Labour MEPs break ranks to defeat socialist resolution against EU funding of gas

MEPs rejected motion from socialists, Greens and Left to oppose gas and nuclear energy being included in EU list of  environmentally sustainable economic activities

A floating LNG tanker used to transport gas to the Delimara power station
A floating LNG tanker used to transport gas to the Delimara power station

MEPs have rejected a motion by a cross-party group to oppose the inclusion of nuclear and gas as environmentally sustainable economic activities.

A joint meeting of two European Parliament committees had voted against the European Commission’s inclusion to define nuclear and gas as ‘environmentally sustainable’ economic activities.

The Commission’s Taxonomy Delegated Act included specific nuclear and gas energy activities, under certain conditions, in the list of environmentally sustainable economic activities covered by the so-called EU Taxonomy.

The EC sees a role for gas and nuclear activities in the green transition, which is why it classified them as transitional activities contributing to climate change mitigation. But their inclusion is time-limited and dependent on specific conditions and transparency requirements.

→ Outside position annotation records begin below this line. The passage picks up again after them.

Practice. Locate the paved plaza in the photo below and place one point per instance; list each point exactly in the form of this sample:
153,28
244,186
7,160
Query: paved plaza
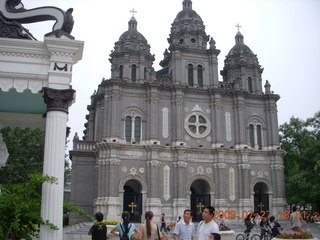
79,231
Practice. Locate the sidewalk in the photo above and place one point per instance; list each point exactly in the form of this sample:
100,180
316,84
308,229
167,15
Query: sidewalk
80,231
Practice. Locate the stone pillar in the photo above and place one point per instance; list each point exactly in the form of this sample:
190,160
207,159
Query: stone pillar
178,102
152,116
240,124
3,152
58,102
115,116
153,202
216,116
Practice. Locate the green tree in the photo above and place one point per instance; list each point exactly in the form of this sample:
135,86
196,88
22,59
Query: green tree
301,140
26,149
20,208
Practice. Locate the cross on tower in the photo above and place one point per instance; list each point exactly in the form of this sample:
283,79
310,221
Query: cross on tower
200,206
133,11
261,205
132,205
238,26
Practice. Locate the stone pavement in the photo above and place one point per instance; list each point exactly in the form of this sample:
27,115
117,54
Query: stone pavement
80,231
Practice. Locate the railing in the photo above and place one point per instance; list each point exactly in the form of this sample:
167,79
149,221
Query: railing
84,146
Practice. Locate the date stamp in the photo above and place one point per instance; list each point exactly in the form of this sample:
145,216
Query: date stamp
263,214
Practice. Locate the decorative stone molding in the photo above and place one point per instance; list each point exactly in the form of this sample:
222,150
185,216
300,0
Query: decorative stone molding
244,166
3,152
58,100
154,163
133,171
200,170
115,161
181,164
222,165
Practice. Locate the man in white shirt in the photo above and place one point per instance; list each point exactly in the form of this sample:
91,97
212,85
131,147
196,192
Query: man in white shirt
207,228
296,220
185,229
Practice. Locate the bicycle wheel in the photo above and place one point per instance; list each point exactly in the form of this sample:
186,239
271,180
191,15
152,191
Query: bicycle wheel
240,236
267,236
255,237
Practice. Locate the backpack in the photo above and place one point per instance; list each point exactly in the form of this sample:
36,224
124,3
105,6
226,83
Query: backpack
124,235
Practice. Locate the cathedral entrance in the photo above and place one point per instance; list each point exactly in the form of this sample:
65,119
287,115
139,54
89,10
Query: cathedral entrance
200,198
132,200
261,198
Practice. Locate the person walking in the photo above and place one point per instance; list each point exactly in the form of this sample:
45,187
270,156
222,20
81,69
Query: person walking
185,229
275,226
98,231
125,229
207,227
296,220
163,223
149,230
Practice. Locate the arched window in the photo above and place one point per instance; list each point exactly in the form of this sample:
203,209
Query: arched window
200,76
250,85
128,128
145,74
121,72
133,127
190,74
255,134
137,129
251,135
133,72
259,136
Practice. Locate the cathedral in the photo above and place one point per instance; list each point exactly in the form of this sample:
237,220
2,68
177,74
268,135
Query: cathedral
179,138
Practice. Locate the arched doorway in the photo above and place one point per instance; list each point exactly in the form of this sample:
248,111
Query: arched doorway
200,198
132,200
261,197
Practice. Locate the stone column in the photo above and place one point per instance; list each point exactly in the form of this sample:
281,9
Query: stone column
115,103
216,116
58,102
178,102
239,106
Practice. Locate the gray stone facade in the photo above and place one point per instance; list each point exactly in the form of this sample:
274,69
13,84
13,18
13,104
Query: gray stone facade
179,138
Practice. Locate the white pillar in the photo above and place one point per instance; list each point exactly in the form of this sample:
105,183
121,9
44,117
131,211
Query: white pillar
54,157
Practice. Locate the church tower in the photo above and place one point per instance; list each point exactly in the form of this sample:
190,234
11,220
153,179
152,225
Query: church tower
188,60
242,68
178,138
131,58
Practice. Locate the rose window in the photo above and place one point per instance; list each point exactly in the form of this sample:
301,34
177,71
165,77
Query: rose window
197,125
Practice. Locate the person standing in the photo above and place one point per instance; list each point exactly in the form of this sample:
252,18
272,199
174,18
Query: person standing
163,223
125,228
185,229
296,220
275,226
98,231
149,230
207,228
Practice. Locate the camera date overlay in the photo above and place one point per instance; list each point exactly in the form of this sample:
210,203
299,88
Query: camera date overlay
263,214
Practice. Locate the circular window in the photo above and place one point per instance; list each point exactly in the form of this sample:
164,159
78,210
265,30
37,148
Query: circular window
197,125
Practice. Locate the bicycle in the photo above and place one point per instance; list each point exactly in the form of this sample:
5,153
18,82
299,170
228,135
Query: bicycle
245,236
266,236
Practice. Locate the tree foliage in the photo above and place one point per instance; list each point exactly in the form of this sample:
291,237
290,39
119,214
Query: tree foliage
26,149
301,140
20,208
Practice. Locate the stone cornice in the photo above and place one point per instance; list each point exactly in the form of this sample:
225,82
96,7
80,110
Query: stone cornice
57,99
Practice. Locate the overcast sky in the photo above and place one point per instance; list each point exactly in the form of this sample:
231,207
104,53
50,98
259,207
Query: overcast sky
285,35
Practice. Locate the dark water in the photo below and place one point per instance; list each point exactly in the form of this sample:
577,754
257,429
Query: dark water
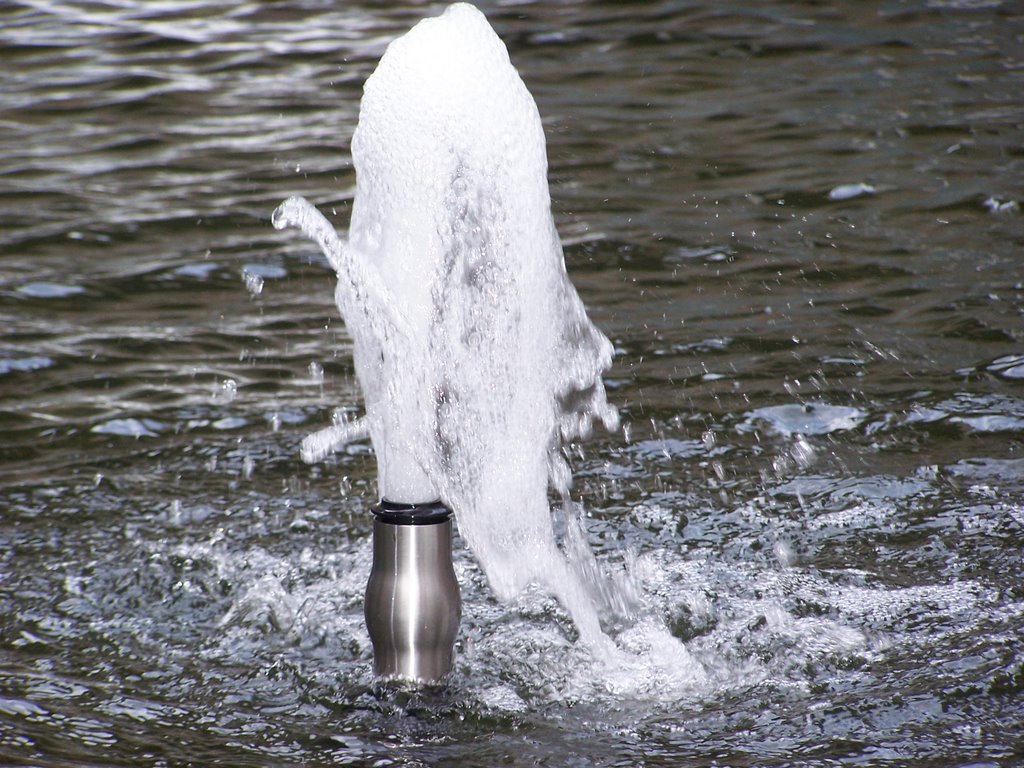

The inclusion of gas and nuclear has been widely seen as a compromise pushed through by an alliance of French pro-nuclear forces and mainly eastern European countries wanting to incentivise EU investments in gas infrastructure.

MEPs from two committees – economic, and environment – adopted the objection to the Commission’s use of a “delegated act”, a non-legislative procedure that excluded the European Parliament. “The parliament has been sidelined. The process is at best sloppy, if not undemocratic,” ECON chair Paul Tang (S&D) had said. Green MEP Bas Eickhout insisted that the inclusion of gas and nuclear “violated the spirit and letter of the [taxonomy]”.

Yesterday, 278 MEPs voted in favour of the resolution, but 328 voted against and 33 abstained. An absolute majority of 353 MEPs was needed for Parliament to veto the Commission’s proposal. If neither Parliament, nor Council object to the proposal by 11 July 2022, the Taxonomy Delegated Act will enter into force and apply as of 1 January 2023.

Malta’s three Labour MEPs Alex Agius Saliba, Josianne Cutajar, and Alfred Sant voted against – a minority among the S&D group – and were backed by the EPP, liberals Renew, and the right-wing ECR; Cyrus Engerer did not register a vote on this resolution despite having voted on other resolutions and laws during the day. Nationalist MEP David Casa abstained.